I noted some time ago that the Alpha AXP has a dedicated branch to coroutine instruction. The behavior of this instruction is to branch to the address held in the specified register, but the interesting part is how the instruction is predicted: The processor predicts a branch to the address at the top of the return address predictor stack, and the value at the top of the return address predictor stack is replaced by the address of the instruction that follows the JSR_CO
.
Why does the processor use this algorithm? Why doesn’t it just push the address of the following instruction onto the return address predictor stack?
Let’s illustrate with an example. Note that the entire issue of JSR_CO
applies only to stackful coroutines. Stackless coroutines use normal JSR
subroutine calls.
Consider two coroutines that call each other. On entry to the first coroutine, the return address predictor stack contains the return address predictions for the code that will run once the first coroutine returns.
… X2 X1
The first coroutine does some stuff and then calls the second coroutine. The processor incorrectly predicts a transfer to X1
. This initial misprediction is unavoidable because there was no opportunity to put it on the predictor stack in the first place. The processor then puts the first coroutine’s resumption address onto the top of the predictor stack, replacing X1
.
… X2 C1
The second coroutine runs for a while, and then transfers control back to the first coroutine. This time, the processor correctly predicts a transfer to C1
. It then puts the second coroutine’s resumption address onto the return address predictor stack, replacing C1
.
… X2 C2
The first coroutine does some stuff, say it calls a helper function that returns. The call is a normal JSR
, so it pushes C1b
onto the return address predictor stack, and the helper function returns with a normal RET
, which pops the correctly-predicted address off the stack. In general, normal non-coroutine calls are predicted in the usual way, and when control is in the first coroutine, the pushes and pops on the predictor stack cancel out, and the return address predictor stack still looks like this:
… X2 C2
The first coroutine now calls back into the second coroutine, which resumes where it left off, namely at C2
, which also matches the predicted return address. The resumption location in the first coroutine replaces C2
, leaving
… X2 C1c
And so on. Control transfers back and forth between the two coroutines, and their resumption locations take turns at the top of the predictor stack. Let’s say that the second coroutine is now finished, so it transfers control to the first coroutine for the last time.
… X2 C2z
Here, C2z
is a resumption address for the second coroutine, but it will never be used since the coroutine is finished. (The processor doesn’t know that, so it puts it onto the return address predictor stack anyway.)

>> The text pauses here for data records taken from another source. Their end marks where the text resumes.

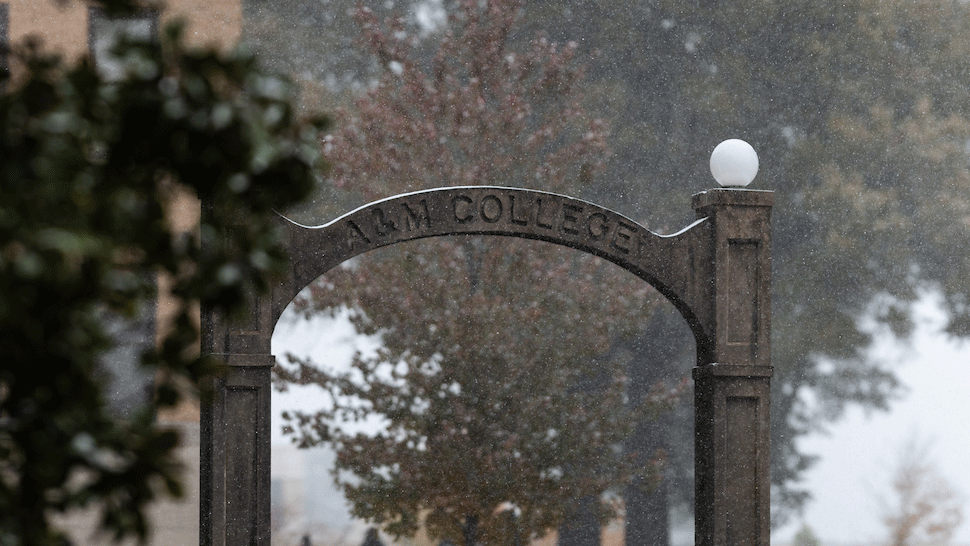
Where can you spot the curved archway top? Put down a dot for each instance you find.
(663, 261)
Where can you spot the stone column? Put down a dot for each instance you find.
(235, 447)
(732, 378)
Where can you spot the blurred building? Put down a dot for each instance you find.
(73, 29)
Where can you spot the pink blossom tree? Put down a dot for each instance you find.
(495, 377)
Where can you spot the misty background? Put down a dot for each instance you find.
(861, 117)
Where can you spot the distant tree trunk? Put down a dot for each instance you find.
(658, 357)
(581, 528)
(470, 530)
(647, 516)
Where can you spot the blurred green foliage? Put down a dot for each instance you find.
(90, 169)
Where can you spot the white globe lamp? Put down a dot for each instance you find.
(734, 163)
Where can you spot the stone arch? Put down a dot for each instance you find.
(661, 261)
(716, 272)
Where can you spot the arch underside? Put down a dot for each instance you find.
(662, 261)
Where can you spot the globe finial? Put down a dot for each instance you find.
(734, 163)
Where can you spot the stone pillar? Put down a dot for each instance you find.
(235, 455)
(235, 444)
(732, 378)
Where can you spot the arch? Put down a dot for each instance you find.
(663, 261)
(716, 272)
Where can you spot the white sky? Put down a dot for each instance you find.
(860, 450)
(856, 454)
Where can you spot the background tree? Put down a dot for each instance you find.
(922, 507)
(90, 168)
(860, 115)
(494, 378)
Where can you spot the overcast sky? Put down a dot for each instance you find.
(858, 452)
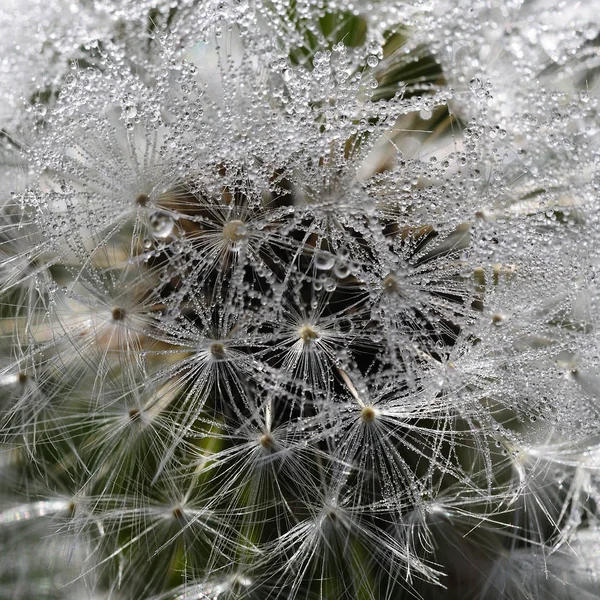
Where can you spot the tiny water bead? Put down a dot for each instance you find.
(161, 225)
(142, 200)
(324, 260)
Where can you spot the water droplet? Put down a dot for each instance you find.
(324, 260)
(161, 225)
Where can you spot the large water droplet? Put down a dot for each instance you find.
(161, 225)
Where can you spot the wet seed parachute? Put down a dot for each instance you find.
(299, 300)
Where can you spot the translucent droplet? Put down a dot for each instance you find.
(324, 260)
(341, 269)
(129, 111)
(161, 225)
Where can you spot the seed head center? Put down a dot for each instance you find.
(367, 414)
(308, 334)
(266, 441)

The first coroutine now returns to its caller, which was X1
, but that return address was lost to the predictor stack ages ago. The return is mispredicted.
… X2
But the bad state lasts for only one frame. When the caller returns to its own caller, the return address X2
will be right there at the top of the return address predictor stack, and things are back to normal.
Now, since these are stackful coroutines, there’s no requirement that the transfer back to the first coroutine happen at the top level of the second coroutine. In the case where the second coroutine transferred back to the first coroutine from a subroutine, the return address predictor will not only mispredict the transfer back to the first coroutine, but it’ll also have the other return addresses, too, corresponding to activation frames still active in the second coroutine.
… X2 C2c C3 C4
This prediction stack will pay off if the first coroutine transfers back to the second coroutine, since it will resume with a stack whose C2
through C4
entries exactly match the activation frames.
In general, the algorithm for managing the return address predictor stack works well if a coroutine transfers out of its stack at the same frame that it transferred in. If it transfers out in a nested call, then the predictor won’t work, but there wasn’t much you could have done about them anyway.
You’re also out of luck if control cycles among three or more coroutines. Again, there wasn’t much you could have done about this either.
So what you're saying is that they're optimising for the common case where two coroutines are calling each other. Each coroutine resumes at the point where it called the other coroutine, so when that coroutine transfers back, you want to predict the coroutine transfer instruction to transfer to to the address after the previous coroutine transfer instruction. One way of doing that would be to have a dedicated predictor register for that address, but the...
So I’m a bit confused: why does the instruction replace the head of the predictor stack on a coroutine call instead of pushing it?
Work it out. If it pushed without a corresponding pop, then none of the X predictions would be correct. The coroutines would gradually consume the entire prediction stack.